2.Accountability (akuntabilitas), yaitu kejelasan fungsi, struktur, sistem, dan
pertanggungjawaban organ perusahaan sehingga pengelolaan perusahaan terlaksana secara
efektif. AQUA memiliki fungsi, struktuur , dan sistem boleh kita katakana sudah memenuhi
kualifikasi diatas rata-rata. Tapi jangan lupa tentang pertanggungjawaban. Setiap akhir tahun
AQUA berwajib untuk memeberikan laporan pertanggung jawaban kepada stakeholder yang
ada. karena setiap mereka yang disana memiliki hak untuk mendapatkan pelaporan tersebut.
3.Responsibility (pertanggungjawaban), yaitu kesesuaian (kepatuhan) di dalam pengelolaan
perusahaan terhadap prinsip korporasi yang sehat serta peraturan perundangan yang berlaku.

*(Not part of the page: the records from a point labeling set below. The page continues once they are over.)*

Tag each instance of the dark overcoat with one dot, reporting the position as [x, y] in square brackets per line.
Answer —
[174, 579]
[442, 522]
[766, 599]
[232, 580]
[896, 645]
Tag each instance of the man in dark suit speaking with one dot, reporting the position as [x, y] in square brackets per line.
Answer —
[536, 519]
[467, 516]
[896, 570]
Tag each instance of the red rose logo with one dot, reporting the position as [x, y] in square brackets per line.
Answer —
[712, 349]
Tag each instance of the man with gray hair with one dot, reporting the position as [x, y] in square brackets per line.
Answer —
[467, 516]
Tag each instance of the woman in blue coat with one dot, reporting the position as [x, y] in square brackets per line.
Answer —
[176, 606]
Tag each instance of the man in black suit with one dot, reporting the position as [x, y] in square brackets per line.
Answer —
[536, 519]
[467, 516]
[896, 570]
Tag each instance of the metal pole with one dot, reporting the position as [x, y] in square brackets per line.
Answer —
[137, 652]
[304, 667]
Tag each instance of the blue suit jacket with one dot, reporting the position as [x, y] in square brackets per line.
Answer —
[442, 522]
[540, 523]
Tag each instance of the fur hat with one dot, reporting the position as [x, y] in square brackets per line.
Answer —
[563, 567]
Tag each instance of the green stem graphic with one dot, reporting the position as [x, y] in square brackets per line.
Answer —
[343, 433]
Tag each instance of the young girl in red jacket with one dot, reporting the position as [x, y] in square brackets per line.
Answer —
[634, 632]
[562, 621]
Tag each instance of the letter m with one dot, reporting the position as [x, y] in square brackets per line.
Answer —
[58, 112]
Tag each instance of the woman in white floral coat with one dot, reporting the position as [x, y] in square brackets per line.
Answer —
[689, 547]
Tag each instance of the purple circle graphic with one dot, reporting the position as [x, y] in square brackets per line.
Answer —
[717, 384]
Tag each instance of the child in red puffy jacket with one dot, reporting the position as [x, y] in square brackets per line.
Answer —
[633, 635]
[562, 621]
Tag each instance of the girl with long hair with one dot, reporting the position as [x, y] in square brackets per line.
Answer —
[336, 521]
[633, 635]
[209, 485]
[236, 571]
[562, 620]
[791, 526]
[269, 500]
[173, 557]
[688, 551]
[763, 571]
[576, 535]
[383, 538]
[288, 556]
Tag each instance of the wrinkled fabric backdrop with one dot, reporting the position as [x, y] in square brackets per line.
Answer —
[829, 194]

AQUA telah melakukan salah satu pilar GCG yaitu responcibility, akan tetapi ternyata dibalik
segala bentuk program CSR AQUA masih banyak yang tertinggal menjadi buah masalah,
seperti berkurangnya asupan air untuk lahan pertanian. Disanalah AQUA harus bertanggung
jawab untuk mewujudkan GCG. Pilar ketiga ini memberikan satu catatan yaitu dimana CSR
harus berangkat dari etika bukan hanya sekedar pencitraan perusahaan.
4.Independency (kemandirian), yaitu suatu keadaan dimana perusahaan dikelola secara
profesional tanpa benturan kepentingan dan pengaruh/tekanan dari pihak manajemen yang
tidak sesuai dengan peraturan dan perundangan-undangan yang berlaku dan prinsip-prinsip
korporasi yang sehat. Untuk pilar ke empat ini AQUA menurut saya telah mencapai fase
kemandirian. Untuk internal control AQUA memiliki sistem yang sudah tersinergi secara
apik, akan tetapi beberapa kali AQUA melakukan kecerobohan dan keteledoran dimana
AQUA telah melakukan kesalahan procedural bahwa kegiatan yang dilakukan ternyata
merugikan warga sekitar, yaitu pengguna air pada umumnya.
5.Fairness (kesetaraan dan kewajaran), yaitu perlakuan yang adil dan setara di dalam
memenuhi hak-hak stakeholder yang timbul berdasarkan perjanjian serta peraturan
perundangan yang berlaku.
Pilar kelima inilah kerap menjadi perdebatan panjang. Keadilan memang tidak memiliki tolak
ukur yang baku. Akan tetapi ketika tidak ada dari kedua belak pihak merasa tidak dirugikan,
bisa dikatakan kesetaraan sudah dilakukan dengan baik.
Pada kasus AQUA sampai saat ini apa yang menjadi kompensasi bagi daerah penghasil atau
mata air yang digunakan sebagai sumber AMDK AQUA? Bagaimana dengan kesejahteraan
masyarakat sekitarnya? Bagaimana tentang kelestarian lingkungannya? Hal tersebut harus
mendapat kajian serius. Karena, kalau mengacu pada ulasan diatas, AQUA belum bisa
melaksanakan GCG dengan maksimal. Ketika profitabilitas diatas etika dan tanggung jawab
serta kelalaian dal hal tatakelola, maka sulit akan tercapai GCG yang ideal.